Neste post, reproduzimos um texto escrito pelo Dr. Charles Amaral de Oliveira para o blog Mundo Sem Dor. No texto, ele faz uma reflexão a respeito do uso de corticoides e do tratamento da dor atualmente.
Corticoide – é tudo igual?
“Acabo de ler a Super Interessante de março de 2015. Incentivado por pacientes que citaram a reportagem, li o artigo “A dor que não passa nunca”. Para quem não leu, resumidamente, é um relato da dor de uma paciente anônima, médica, que ao cair sentada três dias antes de sua formatura em 2010, fraturou o cóccix (último ossinho da coluna, próximo ao ânus) e que, na busca de um tratamento adequado, acabou com dores causadas pelos próprios tratamentos adotados.
A partir daí foi submetida a inúmeros procedimentos, desde ressecção do cóccix até implante de um eletrodo medular para um melhor controle da dor. O pior é que a expectativa dos melhores resultados não se concretizou e na reportagem acompanhamos a descrição do sofrimento dela, com dores 24 horas, 7 dias por semana, 365 dias no ano. Ao final, ela cita que seu diagnóstico atual de aracnoidite adesiva, uma inflamação de uma membrana que envolve a medula espinhal, e por aderir à medula espinhal, provavelmente seja o motivador de suas dores.

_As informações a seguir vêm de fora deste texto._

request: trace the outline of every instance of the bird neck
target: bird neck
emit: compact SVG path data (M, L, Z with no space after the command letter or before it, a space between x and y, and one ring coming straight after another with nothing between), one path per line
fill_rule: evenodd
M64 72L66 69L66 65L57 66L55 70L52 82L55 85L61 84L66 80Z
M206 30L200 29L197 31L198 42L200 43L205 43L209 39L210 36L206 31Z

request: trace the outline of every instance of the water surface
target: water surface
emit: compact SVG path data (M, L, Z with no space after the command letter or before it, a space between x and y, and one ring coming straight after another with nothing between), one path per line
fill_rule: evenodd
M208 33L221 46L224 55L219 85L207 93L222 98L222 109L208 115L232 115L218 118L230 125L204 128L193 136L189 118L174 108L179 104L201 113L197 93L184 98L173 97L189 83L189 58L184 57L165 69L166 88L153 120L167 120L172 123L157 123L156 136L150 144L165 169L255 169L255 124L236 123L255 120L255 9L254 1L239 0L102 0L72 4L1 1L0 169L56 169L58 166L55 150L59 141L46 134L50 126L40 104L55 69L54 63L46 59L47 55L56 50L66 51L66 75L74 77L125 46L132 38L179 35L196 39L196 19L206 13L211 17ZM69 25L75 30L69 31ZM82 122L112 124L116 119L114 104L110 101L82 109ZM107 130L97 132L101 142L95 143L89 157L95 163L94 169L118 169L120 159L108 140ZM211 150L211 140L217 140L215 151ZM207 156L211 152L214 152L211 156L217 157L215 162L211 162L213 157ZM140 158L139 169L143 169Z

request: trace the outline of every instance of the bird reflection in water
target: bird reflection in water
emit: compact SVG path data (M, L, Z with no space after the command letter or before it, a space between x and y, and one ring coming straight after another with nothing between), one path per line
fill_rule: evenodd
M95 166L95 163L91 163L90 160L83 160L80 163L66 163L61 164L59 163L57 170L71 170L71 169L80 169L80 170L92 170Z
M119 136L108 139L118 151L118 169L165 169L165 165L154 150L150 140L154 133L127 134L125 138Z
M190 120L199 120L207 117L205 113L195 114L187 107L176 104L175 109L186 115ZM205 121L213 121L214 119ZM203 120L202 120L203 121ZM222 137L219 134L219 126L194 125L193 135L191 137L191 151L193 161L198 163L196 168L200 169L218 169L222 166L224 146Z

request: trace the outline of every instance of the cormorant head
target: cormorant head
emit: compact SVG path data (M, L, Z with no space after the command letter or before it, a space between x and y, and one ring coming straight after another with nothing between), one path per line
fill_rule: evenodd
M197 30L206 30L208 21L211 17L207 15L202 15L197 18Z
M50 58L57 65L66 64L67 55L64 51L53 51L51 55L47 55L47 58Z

Prometo escrever brevemente um post sobre esta condição; mas, neste momento gostaria de tecer dois comentários sobre o que foi escrito, com o único propósito de levar informações aos meus leitores, sem querer julgar, pois não conheço o caso nem a paciente.

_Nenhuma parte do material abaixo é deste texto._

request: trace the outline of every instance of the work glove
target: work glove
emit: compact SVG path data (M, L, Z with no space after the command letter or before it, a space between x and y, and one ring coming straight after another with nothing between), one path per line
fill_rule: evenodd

Na reportagem, há uma referência que tudo piorou com o uso de corticoide (um antiinflamatório) no espaço peridural, e que a partir desse momento, iniciou esse quadro de aracnoidite adesiva (uma inflamação de uma das membranas que envolve a medula espinhal). Isto é possível, principalmente quando injetado inadvertidamente no espaço subaracnoideo, porém esse fato tem uma ocorrência baixíssima e quando ocorre, não obrigatoriamente evolui para aracnoidite adesiva.
Agora, considere que a peridural com corticoide é o procedimento intervencionista mais realizado para o controle da dor no mundo. São milhares todos os dias. Hoje, à luz da ciência, o questionamento não é, usar corticoide ou não, e sim, qual o melhor corticoide a utilizar — particulado ou não particulado?
Isto me leva ao meu primeiro comentário: o paciente precisa estar ciente sobre os dois tipos de corticoide. Por exemplo, a metilprednisolona, corticoide particulado citado no procedimento submetido pela paciente da reportagem, possui partículas maiores que o diâmetro de pequenas artérias da coluna e, se injetado inadvertidamente nestas artérias, pode obstruí-las e causar consequências sérias. Em contrapartida, um corticoide não particulado como a dexametasona não apresenta tal risco de obstrução arterial, porém seu período de ação é menor e, portanto, tem menor eficácia. De uma forma geral, damos preferência para os corticóides particulados na coluna lombossacral e os não particulados nas demais.
Existem casos em que os benefícios sobrepõem os riscos. No ano passado, nós que trabalhamos no manejo da dor, testemunhamos o surgimento de casos de Síndrome Dolorosa Complexo Regional (SDCR) supostamente iniciados após a campanha de vacinação do HPV. Segundo os epidemiologistas, o benefício da vacinação em massa, com a possível diminuição na incidência do câncer de colo de útero, sobrepõe os riscos de alguns casos (trágicos por sinal!) da SDCR.
Quero dizer que as peridurais com corticóide, em mãos experientes e realizados sob visualização do intensificador de imagens, são procedimentos muito seguros mas não isentos de riscos, como em qualquer outro procedimento médico.
Meu outro comentário é que segundo a reportagem, a paciente preferiu não ser acompanhada por um psicólogo. Como muitas vezes já apontamos aqui no blog, dores crônicas levam ao sofrimento e uma expansão na intensidade da dor. Portanto, um acompanhamento psicológico com profissional experiente é fundamental para um melhor controle da dor, associado é claro, ao atendimento de outros profissionais que compõem a equipe multidisciplinar”.